Agrawal et al. (11) studied that bradycardia and hypotension are reflex response to transient hypertensive response and it is due to postsynaptic activation of α2 receptors that inhibits sympathetic response.
7> Respiratory Parameters
At this much dose, no episode of respiratory depression or hypoxemia was observed in any patients intraoperatively or 24 hours post operatively.
8> Sedation
In our study, Group D had a higher sedation score compared to Group F.13 patients in Group D were found to have a sedation score of 3. This outcome coincided with study of Bajwa et al. (12), , Gupta K et al. (13). Major sedative and antinociceptive effects of Dexmedetomidine are attributable to its stimulation of the α2 adrenoceptors in the locus coeruleus.
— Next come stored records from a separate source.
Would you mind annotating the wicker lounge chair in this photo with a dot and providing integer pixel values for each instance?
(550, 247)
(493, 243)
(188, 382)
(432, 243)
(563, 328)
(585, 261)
Dexmedetomidine has peculiar property of “arousable sedation” that is effective to prevent respiratory depression, hypoxia and hypoventilation (14).
9> Complications
In our study, Bradycardia which was noted between 1-1.5 hours intraoperatively in Group D, which was asymptomatic. In Group F, Nausea/Vomiting and Pruitus were noted in 1 patient each. Nausea/Vomiting was treated with inj.ondansatron 4mg iv. Pruitus was treated with reassurance and inj.chlorpheniramine
In this study, an attempt was made to compare the two drugs as adjuvants -
Dexmedetomidine & Fentanyl via Supraclavicular block for forearm surgeries.
Thus, Dexmedetomidine shortens the onset time and prolongs the duration of sensory & motor block with stable cardiorespiratory parameters as well as provides better post-operative analgesia without any significant side effects, which all contribute to excellent quality of block as compared with Fentanyl when used as an adjuvant to Lignocaine and Bupivacaine combination in supraclavicular brachial plexus block.